WASHINGTON, March 27 — Former Speaker J. Dennis Hastert usually trundles through the Capitol’s hallways alone these days, his head down, chin buried in his chest, without the coterie of aides who trailed him just a few months ago when he was second in line to the presidency.
"Trundles", "head down, chin buried in his chest", all as if he is a shunned man or embarrassed to be seen. The tone of pity drones on throughout the piece with his return to the rank and file of the House being described as "what many might call an ignoble return to being just one of 435 members in the lower chamber." His rise to Speaker was "accidental" and his candidacy "unlikely".
"Ignoble"? Shouldn't it be admirable that he willingly returned to his elected position as representative of the 14th district for the State of Illinois without his ego being so badly wounded that he could not do his job?
The Times also seems to find significance in Hastert's new work schedule saying "the contrast between his working life now and his time as speaker can be startling". Why it might be "startling" they do not really say.
The Times seems to revel in Hastert's diminished status pointing out that his large staff is gone, he lost his Military air travel, and he was only able to "inject his one question" at a recent subcommittee meeting. They also seemed delighted to observe how he had to line up "dutifully at the microphone like everyone else" to be heard on the floor of the House.
Naturally, they take a few moments to kick him in the teeth about the Mark Foley "scandal" all over again, too. Of course, to the Times, no politician's career can be summed up with his successes or his long service but only over the last scandal he might have been involved in.
Close to the end of this somewhat pointless piece, though, they jarringly divert from their portrait of a bedraggled, "rumpled" and beset Hastert to a Hastert of good health and vigor.

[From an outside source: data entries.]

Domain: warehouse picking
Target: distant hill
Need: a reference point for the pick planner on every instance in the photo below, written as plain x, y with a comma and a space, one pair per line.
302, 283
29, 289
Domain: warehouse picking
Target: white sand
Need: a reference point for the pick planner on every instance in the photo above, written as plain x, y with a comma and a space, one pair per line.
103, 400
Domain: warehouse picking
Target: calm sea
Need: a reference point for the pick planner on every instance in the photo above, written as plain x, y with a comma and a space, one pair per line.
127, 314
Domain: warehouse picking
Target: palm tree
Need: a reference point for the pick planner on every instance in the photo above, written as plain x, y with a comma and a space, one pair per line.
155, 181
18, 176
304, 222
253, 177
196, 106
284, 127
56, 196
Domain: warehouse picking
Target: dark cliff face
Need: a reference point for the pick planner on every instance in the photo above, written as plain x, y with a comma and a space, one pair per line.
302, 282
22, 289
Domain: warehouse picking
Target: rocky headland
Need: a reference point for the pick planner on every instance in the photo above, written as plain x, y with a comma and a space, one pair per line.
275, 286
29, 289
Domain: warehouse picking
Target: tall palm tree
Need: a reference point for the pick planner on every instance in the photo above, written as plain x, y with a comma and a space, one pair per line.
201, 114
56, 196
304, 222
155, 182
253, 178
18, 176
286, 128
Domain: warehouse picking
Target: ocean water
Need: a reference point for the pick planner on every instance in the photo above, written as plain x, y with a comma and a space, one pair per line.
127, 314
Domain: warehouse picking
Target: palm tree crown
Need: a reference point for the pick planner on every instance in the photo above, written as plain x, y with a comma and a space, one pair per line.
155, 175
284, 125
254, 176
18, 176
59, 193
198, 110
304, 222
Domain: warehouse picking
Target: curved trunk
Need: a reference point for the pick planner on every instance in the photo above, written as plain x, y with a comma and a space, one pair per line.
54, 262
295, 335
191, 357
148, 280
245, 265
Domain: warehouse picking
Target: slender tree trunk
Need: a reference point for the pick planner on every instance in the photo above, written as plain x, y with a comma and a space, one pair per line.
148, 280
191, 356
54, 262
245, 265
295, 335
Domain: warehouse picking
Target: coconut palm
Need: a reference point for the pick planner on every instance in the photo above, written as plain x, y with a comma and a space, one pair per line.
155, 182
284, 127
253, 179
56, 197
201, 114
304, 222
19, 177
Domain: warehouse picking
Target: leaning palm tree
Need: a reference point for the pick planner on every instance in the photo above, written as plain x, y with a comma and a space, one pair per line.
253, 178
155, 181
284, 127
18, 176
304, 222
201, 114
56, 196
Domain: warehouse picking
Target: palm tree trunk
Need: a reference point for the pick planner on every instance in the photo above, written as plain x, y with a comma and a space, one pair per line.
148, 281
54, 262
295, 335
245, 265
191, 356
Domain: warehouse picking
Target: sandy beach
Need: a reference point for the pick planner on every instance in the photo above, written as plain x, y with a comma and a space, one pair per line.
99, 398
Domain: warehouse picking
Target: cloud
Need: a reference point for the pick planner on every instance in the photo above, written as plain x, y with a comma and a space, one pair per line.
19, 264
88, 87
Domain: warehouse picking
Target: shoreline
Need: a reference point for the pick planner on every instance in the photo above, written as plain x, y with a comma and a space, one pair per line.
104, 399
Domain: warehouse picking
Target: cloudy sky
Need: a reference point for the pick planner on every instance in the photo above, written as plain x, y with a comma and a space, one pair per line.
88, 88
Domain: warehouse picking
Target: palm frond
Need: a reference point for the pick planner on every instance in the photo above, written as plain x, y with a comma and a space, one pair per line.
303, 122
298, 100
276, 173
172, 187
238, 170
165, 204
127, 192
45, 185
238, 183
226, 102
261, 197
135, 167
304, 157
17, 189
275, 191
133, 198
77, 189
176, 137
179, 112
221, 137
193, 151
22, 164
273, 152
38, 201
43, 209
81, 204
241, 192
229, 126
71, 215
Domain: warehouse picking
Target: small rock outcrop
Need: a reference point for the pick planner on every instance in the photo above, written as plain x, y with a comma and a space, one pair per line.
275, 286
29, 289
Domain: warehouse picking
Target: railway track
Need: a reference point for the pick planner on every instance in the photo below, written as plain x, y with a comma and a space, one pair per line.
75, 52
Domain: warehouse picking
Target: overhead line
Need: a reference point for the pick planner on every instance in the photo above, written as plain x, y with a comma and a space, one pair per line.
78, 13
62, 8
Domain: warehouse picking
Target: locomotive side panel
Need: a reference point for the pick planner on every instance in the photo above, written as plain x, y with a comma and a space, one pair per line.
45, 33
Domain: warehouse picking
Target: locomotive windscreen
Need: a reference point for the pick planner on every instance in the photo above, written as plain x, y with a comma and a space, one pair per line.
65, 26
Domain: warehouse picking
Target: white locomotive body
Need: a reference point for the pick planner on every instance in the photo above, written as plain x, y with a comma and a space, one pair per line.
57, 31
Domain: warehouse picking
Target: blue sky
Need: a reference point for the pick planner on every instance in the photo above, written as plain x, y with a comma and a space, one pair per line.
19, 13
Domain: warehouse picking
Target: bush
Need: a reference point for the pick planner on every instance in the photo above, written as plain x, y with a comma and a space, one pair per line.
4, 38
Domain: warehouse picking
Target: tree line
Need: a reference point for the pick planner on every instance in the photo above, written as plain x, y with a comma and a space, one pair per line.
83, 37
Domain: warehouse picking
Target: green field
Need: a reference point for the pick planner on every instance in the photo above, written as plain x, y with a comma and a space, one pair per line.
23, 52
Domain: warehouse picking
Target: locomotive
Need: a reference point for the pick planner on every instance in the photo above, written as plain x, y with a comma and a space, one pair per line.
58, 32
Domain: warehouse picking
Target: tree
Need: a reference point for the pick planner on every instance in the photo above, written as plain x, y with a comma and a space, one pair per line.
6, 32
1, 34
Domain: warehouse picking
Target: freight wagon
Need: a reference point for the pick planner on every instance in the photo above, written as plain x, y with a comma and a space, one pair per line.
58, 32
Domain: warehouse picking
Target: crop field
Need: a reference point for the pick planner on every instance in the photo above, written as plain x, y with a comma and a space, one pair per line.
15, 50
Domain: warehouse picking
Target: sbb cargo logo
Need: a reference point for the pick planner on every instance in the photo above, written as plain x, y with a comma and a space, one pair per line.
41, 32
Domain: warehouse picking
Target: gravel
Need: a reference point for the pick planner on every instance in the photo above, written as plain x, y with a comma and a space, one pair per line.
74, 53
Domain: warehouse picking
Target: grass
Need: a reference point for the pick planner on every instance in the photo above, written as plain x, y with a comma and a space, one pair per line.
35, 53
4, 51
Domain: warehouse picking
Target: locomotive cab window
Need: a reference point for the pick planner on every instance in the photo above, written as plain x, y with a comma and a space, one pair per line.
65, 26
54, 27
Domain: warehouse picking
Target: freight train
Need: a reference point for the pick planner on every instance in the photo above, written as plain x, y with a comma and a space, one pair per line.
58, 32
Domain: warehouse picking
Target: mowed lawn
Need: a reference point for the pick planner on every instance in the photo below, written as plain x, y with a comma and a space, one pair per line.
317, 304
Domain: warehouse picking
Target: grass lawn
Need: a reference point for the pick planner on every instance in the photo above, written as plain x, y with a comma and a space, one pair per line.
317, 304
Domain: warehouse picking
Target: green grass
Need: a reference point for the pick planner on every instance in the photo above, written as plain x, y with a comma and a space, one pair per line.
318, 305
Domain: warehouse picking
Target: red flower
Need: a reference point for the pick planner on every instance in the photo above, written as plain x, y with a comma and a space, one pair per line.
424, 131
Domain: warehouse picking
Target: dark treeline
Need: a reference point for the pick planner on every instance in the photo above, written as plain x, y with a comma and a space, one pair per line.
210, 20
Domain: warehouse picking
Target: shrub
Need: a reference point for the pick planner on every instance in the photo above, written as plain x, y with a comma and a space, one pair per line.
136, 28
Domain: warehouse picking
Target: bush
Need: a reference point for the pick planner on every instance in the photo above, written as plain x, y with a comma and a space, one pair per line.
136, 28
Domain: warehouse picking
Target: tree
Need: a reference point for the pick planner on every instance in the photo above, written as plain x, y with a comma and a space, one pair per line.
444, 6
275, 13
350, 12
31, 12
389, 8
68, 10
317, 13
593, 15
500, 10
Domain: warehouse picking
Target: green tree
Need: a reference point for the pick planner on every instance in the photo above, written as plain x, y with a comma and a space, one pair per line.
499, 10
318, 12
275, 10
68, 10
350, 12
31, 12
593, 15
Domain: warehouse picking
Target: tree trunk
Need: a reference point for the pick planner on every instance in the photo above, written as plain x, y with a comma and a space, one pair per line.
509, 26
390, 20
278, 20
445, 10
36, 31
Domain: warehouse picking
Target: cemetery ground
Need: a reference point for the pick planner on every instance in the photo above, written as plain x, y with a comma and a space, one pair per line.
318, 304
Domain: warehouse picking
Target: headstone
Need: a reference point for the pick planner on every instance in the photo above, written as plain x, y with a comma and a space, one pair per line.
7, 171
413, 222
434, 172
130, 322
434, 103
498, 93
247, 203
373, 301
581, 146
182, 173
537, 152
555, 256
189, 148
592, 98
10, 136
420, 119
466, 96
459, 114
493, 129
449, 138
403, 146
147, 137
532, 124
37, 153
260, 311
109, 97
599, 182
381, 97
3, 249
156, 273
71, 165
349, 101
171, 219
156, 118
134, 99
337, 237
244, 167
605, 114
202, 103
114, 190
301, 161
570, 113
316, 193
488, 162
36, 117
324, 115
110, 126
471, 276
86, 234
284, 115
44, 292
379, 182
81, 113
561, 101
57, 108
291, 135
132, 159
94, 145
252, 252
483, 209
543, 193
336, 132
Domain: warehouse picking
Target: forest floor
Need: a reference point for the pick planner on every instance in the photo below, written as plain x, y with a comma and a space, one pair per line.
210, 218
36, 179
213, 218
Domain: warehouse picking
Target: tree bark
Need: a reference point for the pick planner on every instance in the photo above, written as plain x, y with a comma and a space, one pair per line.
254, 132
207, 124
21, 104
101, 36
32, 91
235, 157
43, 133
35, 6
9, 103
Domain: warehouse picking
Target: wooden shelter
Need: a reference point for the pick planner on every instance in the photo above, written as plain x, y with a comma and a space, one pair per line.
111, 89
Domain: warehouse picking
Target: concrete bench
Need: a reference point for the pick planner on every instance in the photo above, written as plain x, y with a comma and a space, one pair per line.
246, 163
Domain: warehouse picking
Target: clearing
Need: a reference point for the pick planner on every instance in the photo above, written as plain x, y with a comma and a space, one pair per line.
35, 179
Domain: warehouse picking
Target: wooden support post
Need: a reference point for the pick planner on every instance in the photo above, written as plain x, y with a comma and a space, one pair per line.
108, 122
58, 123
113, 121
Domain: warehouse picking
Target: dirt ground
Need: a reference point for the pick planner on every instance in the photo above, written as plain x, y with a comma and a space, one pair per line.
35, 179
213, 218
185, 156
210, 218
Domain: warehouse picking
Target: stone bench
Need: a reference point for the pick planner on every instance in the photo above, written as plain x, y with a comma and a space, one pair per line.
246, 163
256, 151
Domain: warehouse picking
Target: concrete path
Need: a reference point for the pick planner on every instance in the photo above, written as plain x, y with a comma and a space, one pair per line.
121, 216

Now that he is no longer burdened by the relentless schedule that comes with being speaker, friends and colleagues said Mr. Hastert looked healthier and more relaxed.
Which is it New York Times? Is the Speaker worn out and solitary or "healthier and more relaxed"?
Fortunately, we get one tiny glimpse of the real Dennis Hastert in the piece, but you have to look closely or it passes by and is gone before you know it.
“People elected me in my district to run and to be a congressman, whether I was speaker or not,” Mr. Hastert said. “I’m going to fulfill that responsibility.”
That is the Dennis Hastert I know.
Dennis Hastert, whether you agreed with his policies or not, did an admirable job as Speaker of the House treating the job as just that; a job. He did not assume the Speaker's position was a platform for his own personal political aggrandizement. In fact, one can say Hastert's whole career has been built on stolid public service with a hallmark of that service being that of a serious legislator and not that of a showman, politician. And, if one reads this article properly, one cannot help but realize that Dennis Hastert is a man admirably dedicated to those who entrusted him with their votes.
Far from the pity the Times doles out, he deserves respect for his service. It was never about Dennis Hastert's needy ego. It has always been about the job.
So, as one who has had the privilege to vote for and meet the Speaker many times, I say, thank you Mr. Speaker. Thank you for your service to the State of Illinois and the country. You deserve far better treatment than this mean-spirited swipe from the New York Times.